2. Una rectificación que genera debate:
Un día antes, El Universal publicó una retractación en cumplimiento de lo ordenado judicialmente. No obstante, la forma en que fue redactada generó cuestionamientos, debido a que el medio atribuyó parte del origen de la información a fuentes externas. La discusión de fondo es si esa explicación resulta suficiente frente al principio de responsabilidad editorial: quien publica una información también asume la responsabilidad sobre su contenido y alcance.
3. La permanencia de la publicación original en plataformas digitales:
Otro punto de controversia surgió porque, mientras se difundía la rectificación, la publicación inicial continuaba disponible en los espacios digitales del medio. La parte afectada considera que esto mantiene vigente el impacto de la información cuestionada y por ello solicitó las actuaciones judiciales correspondientes para evaluar un posible incumplimiento de la orden impartida.
Este editorial se pronuncia frente a una práctica que debería generar una profunda reflexión dentro del periodismo: la rectificación no puede convertirse en un trámite formal destinado únicamente a cumplir una orden judicial. Es una herramienta esencial para preservar la confianza pública y demostrar que los medios tienen la capacidad de reconocer, corregir y reparar cuando una información afecta derechos fundamentales.
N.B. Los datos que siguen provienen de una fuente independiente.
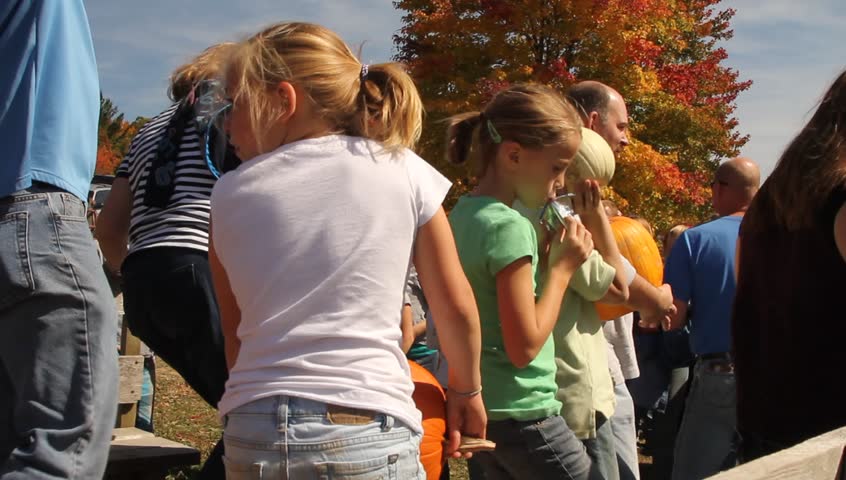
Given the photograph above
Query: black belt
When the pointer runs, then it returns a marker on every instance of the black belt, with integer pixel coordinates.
(717, 356)
(718, 362)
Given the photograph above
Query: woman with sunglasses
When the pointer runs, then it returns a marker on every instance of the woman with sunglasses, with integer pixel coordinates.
(154, 230)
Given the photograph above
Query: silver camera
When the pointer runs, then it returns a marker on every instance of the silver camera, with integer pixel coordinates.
(556, 210)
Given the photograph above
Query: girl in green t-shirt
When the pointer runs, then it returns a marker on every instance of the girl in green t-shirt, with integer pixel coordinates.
(522, 143)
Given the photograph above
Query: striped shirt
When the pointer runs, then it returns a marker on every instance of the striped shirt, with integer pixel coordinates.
(185, 221)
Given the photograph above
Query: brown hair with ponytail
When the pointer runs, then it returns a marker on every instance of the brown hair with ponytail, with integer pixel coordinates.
(532, 115)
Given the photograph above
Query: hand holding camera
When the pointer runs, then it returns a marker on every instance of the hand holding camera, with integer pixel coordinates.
(570, 246)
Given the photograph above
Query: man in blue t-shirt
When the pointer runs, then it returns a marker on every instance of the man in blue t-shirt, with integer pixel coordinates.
(58, 354)
(700, 269)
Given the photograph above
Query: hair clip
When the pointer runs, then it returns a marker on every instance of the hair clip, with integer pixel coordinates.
(495, 136)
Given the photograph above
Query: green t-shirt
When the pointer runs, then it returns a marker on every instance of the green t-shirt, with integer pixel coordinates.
(581, 352)
(490, 236)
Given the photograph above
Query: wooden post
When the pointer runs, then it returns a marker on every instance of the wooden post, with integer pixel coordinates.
(129, 345)
(819, 458)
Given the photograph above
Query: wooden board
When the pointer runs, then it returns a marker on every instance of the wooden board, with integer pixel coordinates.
(136, 452)
(819, 458)
(131, 378)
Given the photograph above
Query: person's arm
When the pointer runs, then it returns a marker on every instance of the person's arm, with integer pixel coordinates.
(456, 317)
(407, 327)
(840, 231)
(655, 304)
(230, 313)
(526, 324)
(588, 204)
(112, 227)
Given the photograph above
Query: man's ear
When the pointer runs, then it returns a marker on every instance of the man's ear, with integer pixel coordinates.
(286, 96)
(511, 152)
(593, 119)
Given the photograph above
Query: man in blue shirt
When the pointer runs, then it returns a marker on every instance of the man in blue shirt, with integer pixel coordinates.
(58, 365)
(700, 269)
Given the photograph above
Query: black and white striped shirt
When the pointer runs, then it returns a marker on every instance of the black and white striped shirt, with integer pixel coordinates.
(185, 221)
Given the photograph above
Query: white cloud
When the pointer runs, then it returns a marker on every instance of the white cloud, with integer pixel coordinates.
(789, 51)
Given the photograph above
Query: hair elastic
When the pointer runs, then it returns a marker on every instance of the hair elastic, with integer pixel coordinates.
(495, 136)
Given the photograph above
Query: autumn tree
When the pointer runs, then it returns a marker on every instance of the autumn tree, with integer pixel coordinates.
(662, 55)
(113, 137)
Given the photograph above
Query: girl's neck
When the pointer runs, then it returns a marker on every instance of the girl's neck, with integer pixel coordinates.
(491, 186)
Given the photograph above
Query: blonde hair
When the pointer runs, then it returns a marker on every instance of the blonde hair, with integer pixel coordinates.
(380, 102)
(206, 65)
(532, 115)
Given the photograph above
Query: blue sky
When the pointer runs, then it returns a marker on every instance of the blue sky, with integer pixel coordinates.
(792, 50)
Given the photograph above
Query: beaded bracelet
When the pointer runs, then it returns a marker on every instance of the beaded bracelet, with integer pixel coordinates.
(472, 393)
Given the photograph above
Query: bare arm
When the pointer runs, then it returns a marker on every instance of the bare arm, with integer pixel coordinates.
(679, 319)
(456, 317)
(112, 229)
(526, 324)
(840, 231)
(230, 313)
(407, 327)
(451, 301)
(655, 304)
(588, 205)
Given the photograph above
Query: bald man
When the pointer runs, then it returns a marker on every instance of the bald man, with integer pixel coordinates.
(603, 110)
(700, 268)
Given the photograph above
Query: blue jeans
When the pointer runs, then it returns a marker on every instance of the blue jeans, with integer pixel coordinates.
(625, 434)
(534, 449)
(706, 440)
(279, 438)
(602, 449)
(58, 352)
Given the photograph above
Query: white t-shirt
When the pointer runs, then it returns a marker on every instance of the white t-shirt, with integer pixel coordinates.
(316, 239)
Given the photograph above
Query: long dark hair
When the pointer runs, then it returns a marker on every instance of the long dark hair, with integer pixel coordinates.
(811, 168)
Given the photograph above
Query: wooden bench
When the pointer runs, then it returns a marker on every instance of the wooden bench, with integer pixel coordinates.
(134, 453)
(820, 458)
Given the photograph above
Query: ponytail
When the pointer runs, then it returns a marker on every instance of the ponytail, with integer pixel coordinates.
(378, 102)
(389, 109)
(462, 134)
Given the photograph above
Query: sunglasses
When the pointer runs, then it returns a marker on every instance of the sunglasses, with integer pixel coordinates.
(556, 210)
(211, 109)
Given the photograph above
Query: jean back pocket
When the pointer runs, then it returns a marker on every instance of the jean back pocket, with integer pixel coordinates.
(16, 277)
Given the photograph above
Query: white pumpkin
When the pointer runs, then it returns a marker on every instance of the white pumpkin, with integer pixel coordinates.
(594, 160)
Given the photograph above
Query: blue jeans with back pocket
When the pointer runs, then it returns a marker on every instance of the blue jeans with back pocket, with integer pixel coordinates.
(58, 351)
(285, 437)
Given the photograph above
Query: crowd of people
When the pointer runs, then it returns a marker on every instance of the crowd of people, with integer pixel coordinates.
(283, 248)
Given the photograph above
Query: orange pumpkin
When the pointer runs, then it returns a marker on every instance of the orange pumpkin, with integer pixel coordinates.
(639, 248)
(431, 401)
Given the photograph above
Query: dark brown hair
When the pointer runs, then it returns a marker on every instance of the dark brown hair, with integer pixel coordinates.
(533, 115)
(810, 169)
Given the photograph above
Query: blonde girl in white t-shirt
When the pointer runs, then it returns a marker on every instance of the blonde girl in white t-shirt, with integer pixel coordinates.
(312, 237)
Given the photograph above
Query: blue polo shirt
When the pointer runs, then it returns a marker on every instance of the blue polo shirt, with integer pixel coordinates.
(700, 269)
(49, 96)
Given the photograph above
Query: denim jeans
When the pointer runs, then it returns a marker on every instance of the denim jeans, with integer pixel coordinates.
(281, 437)
(534, 449)
(58, 352)
(625, 434)
(706, 442)
(602, 449)
(171, 306)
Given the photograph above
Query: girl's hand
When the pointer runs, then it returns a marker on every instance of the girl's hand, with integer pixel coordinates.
(465, 416)
(570, 248)
(588, 201)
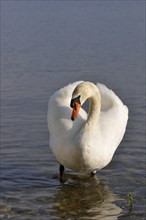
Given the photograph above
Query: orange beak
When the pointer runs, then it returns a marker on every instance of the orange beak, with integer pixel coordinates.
(75, 111)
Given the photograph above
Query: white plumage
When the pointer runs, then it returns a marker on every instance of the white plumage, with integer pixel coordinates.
(88, 143)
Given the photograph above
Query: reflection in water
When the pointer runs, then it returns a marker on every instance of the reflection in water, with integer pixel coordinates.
(84, 198)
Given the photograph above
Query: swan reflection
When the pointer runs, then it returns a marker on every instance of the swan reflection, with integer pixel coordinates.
(84, 198)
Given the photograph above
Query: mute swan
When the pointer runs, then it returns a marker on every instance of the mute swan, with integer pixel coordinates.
(80, 141)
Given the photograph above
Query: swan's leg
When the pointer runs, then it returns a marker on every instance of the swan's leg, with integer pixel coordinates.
(61, 169)
(93, 173)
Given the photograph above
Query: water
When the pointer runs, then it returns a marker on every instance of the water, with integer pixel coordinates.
(44, 46)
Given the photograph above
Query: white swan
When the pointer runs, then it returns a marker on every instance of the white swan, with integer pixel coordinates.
(87, 142)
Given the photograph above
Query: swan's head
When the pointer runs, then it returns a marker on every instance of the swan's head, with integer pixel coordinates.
(83, 91)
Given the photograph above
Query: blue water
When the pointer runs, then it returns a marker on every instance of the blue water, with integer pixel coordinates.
(44, 46)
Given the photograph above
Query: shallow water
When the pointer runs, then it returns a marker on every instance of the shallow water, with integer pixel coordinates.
(46, 45)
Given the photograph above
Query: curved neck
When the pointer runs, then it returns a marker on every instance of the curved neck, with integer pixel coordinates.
(94, 110)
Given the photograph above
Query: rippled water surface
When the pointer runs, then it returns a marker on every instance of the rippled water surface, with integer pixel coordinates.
(44, 46)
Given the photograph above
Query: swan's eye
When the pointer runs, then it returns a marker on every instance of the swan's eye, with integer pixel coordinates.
(73, 101)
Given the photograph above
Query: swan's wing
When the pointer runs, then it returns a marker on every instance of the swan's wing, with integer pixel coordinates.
(114, 115)
(59, 112)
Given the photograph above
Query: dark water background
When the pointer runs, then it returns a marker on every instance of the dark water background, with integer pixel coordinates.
(44, 46)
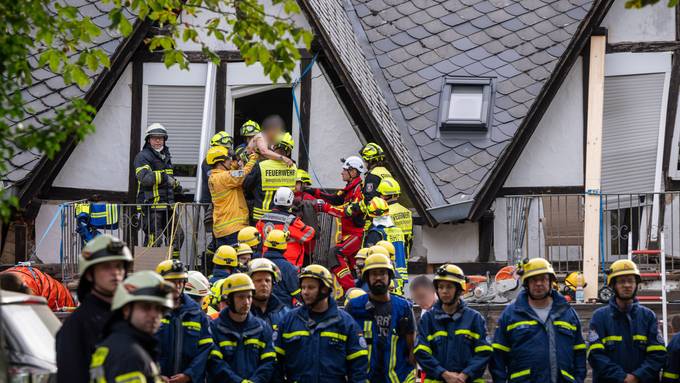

La rectificación periodística no es una derrota para un medio de comunicación; por el contrario, es una demostración de madurez profesional. La credibilidad no se pierde por reconocer un error, sino por intentar justificarlo cuando existen cuestionamientos razonables sobre el rigor con el que fue elaborada una publicación.
La idea de que un medio puede ubicarse por encima de los ciudadanos a quienes informa es un camino que conduce inevitablemente al deterioro de la confianza pública. Cuando el periodismo se equivoca, la respuesta ética debe estar basada en la transparencia, la corrección oportuna y el compromiso con la verdad.
Defender la libertad de prensa implica también defender la responsabilidad que acompaña ese derecho. La una no puede existir sin la otra.